Il Paradiso può attendere

Sto ancora leggendo la Divina Commedia: sono quasi alla fine del Purgatorio e quindi si vede che non ho letto proprio un canto al giorno come mi ero ripromesso, però procedo senza troppa fatica e con grandissimo piacere.

Parentesi: mi sono accorto con una certa sorpresa, a un certo punto, che io del Purgatorio non mi ricordavo proprio niente, al contrario delle altre due cantiche: si vede che la seconda liceo è stata davvero l’anno di schifo che ho sempre pensato, e che avevo all’epoca altro a cui pensare, come tentare di sopravvivere, odiare un paio di docenti e struggermi d’amori non corrisposti. Ci sono un po’ rimasto male, perché mi sembra sempre che dal tesoro della mia esperienza scolastica, come lo scriba del Vangelo, traggo continuamente cose vecchie e cose nuove. E invece boh, e non è bello pensare che, in qualche modo, hai buttato un anno del quale non ti resta niente (che poi non è proprio vero: non vale per la storia dell’arte e la filosofia, per la chimica organica, non vale per Machiavelli e Parini e per Catullo e non vale per la storia, ma quella non conta perché in un certo senso la sapevo già, però insomma, tutto sommato è poca roba).

Comunque, sto finendo il Purgatorio e, con sorpresa, ho scoperto che mi è piaciuto forse più dell’Inferno. L’ho detto alla mia amica Elisabetta Arca, da poco, e ci siamo trovati d’accordo: il Purgatorio è soffuso di una luce tenera, di un clima consolatorio e rappacificato che ne rende la lettura particolarmente appagante. Sembra magari che nell’Inferno succedano più cose: eppure Dante fa qui una ricognizione degli affetti (Casella, Forese, Nino Visconti, per non parlare della comparsa di Beatrice) e del suo rapporto con la poesia (Bonagiunta, Guido Guinizelli, Arnaut Daniel, e i due siparietti di Virgilio con Sordello e Stazio) che sono molto emozionanti.

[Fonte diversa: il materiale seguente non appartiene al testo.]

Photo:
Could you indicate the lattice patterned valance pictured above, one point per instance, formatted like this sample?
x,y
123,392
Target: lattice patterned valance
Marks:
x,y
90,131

È chiaro che questo clima generale risponde a una necessità narrativa e serve a sostenere la riflessione religiosa che pervade la Commedia: le anime che si incontrano sono volte alla salvezza e quindi devono essersi, in misura maggiore o minore, purgate dei peccati e delle passioni e apparire evidentemente migliori di quelle dell’Inferno, però la dolcezza di toni supera la dimensione puramente strumentale e lascia il segno; diventa piacevole, rasserenante, seguire Dante in mezzo a tante figure riconciliate con se stesse, rasserenate, pacificate: il Purgatorio è il canto della brava gente che fa il bene agli altri, come il mite Pier Pettinaio a cui Sapia deve la sua salvezza. Doveva essere emozionante da leggere anche per i contemporanei, immersi nelle lotte e nelle violenze più volte evocate nell’Inferno, vedere re e duchi in vita nemici tenersi abbracciati nella valletta dei principi o notare che quando i personaggi appaiono in coppia sono uno guelfo e l’altro ghibellino, oppure appartenenti a città fra loro rivali. Lo dico anche a livello personale: a me leggere il Purgatorio mi ha fatto bene, mi ha rasserenato le mattine, ha dato una cifra migliore alla Quaresima e insomma non è poco.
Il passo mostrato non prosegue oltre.